Take a few practice swings. Practice sweeping the club head along the grass as you draw back and then sweep back through the impact zone. With a fairway wood, you want a fairly shallow swing as opposed to the steep angle of an iron where you are making impact coming down.
Step up to address the ball. You want the ball 2 or 3 inches to the inside of your lead foot. You don't want to make impact with the ball at descent like you would with an iron, or on the upswing, as you would with a driver. The whole idea is to make impact by sweeping across for a level hit. Level your shoulders, keep your spine is straight and distribute your weight evenly.

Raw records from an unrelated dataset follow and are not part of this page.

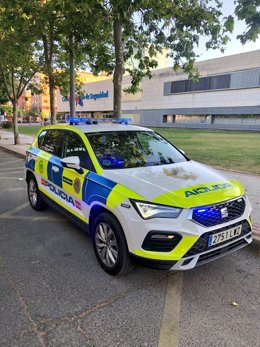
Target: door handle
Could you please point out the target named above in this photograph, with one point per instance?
(55, 169)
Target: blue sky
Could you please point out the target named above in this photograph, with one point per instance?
(234, 46)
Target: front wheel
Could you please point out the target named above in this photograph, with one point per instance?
(110, 245)
(34, 194)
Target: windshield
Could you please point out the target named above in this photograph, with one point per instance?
(128, 149)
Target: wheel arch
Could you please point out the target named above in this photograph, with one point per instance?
(95, 211)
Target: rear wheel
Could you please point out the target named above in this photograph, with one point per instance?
(34, 194)
(110, 245)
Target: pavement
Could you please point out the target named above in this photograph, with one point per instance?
(250, 182)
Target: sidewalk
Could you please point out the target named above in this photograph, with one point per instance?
(250, 182)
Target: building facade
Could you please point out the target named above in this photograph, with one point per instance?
(227, 96)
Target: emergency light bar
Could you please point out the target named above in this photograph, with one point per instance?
(77, 120)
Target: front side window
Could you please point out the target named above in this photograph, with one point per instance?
(51, 141)
(128, 149)
(74, 146)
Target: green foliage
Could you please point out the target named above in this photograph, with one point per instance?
(149, 27)
(249, 11)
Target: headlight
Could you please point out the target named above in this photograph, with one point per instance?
(148, 210)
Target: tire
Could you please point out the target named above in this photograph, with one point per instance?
(110, 245)
(34, 194)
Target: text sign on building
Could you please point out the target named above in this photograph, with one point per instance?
(87, 96)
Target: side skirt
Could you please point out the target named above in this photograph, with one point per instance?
(82, 225)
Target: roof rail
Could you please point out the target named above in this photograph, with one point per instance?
(79, 120)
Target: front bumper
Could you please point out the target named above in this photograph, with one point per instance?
(199, 255)
(191, 249)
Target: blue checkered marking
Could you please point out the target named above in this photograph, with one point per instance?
(55, 177)
(96, 188)
(30, 164)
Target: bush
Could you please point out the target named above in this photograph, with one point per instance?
(6, 125)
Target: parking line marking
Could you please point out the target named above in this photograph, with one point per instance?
(169, 332)
(34, 219)
(11, 168)
(18, 208)
(14, 161)
(10, 178)
(11, 173)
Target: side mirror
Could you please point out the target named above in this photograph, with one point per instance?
(72, 163)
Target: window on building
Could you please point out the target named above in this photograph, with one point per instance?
(168, 118)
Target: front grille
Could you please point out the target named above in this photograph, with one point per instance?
(202, 243)
(220, 213)
(159, 241)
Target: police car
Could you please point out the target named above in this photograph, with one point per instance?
(137, 195)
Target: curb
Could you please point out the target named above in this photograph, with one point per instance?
(11, 151)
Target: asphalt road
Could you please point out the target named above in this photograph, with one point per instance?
(54, 293)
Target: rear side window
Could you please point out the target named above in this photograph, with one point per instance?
(51, 141)
(74, 146)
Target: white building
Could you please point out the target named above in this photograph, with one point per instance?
(227, 95)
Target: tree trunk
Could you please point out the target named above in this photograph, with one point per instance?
(119, 68)
(72, 78)
(15, 122)
(52, 98)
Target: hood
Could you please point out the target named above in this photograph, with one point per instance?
(184, 184)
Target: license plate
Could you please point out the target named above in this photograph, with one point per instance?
(224, 235)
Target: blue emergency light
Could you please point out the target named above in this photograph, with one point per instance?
(78, 120)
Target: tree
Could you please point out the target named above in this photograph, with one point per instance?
(249, 11)
(19, 56)
(143, 28)
(3, 95)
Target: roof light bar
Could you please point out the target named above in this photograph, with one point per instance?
(78, 120)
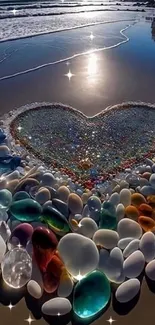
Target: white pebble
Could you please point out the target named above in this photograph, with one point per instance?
(106, 238)
(34, 289)
(147, 246)
(134, 264)
(55, 306)
(129, 228)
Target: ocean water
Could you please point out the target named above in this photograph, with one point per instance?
(19, 19)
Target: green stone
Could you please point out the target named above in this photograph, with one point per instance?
(91, 294)
(26, 210)
(55, 220)
(108, 218)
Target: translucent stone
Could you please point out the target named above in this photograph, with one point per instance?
(16, 268)
(91, 294)
(26, 210)
(5, 199)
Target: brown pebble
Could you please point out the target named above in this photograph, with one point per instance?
(145, 210)
(147, 224)
(132, 212)
(137, 199)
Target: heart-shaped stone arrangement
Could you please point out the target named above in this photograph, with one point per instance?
(88, 148)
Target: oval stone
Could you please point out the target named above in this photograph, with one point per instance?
(26, 210)
(94, 203)
(131, 247)
(147, 224)
(61, 206)
(125, 197)
(87, 227)
(22, 195)
(106, 238)
(5, 199)
(44, 244)
(137, 199)
(127, 290)
(34, 289)
(66, 285)
(150, 270)
(129, 228)
(23, 232)
(82, 258)
(55, 220)
(134, 264)
(75, 203)
(55, 306)
(98, 287)
(43, 195)
(147, 246)
(63, 193)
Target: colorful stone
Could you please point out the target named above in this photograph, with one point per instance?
(44, 244)
(147, 224)
(55, 220)
(51, 278)
(23, 232)
(16, 268)
(26, 210)
(108, 218)
(5, 199)
(132, 212)
(137, 199)
(95, 287)
(145, 210)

Spread your stance a little wider than you would with an iron. A wider stance will give you a more stable base and a better opportunity to deliver impact and put additional power behind the wood.
Choke up an inch on the club. The objective isn't to hit the ball as hard as you can. Allow the club to do the work for you.
Start your backswing and allow the club to sweep along the fairway grass. From your practice strokes, this should feel fairly comfortable.
Create impact by, once again, allowing your club to sweep across the grass as you go forward to make contact and then up into your follow-through.
Drive your weight and momentum through the ball and at the target, using your non-lead shoulder.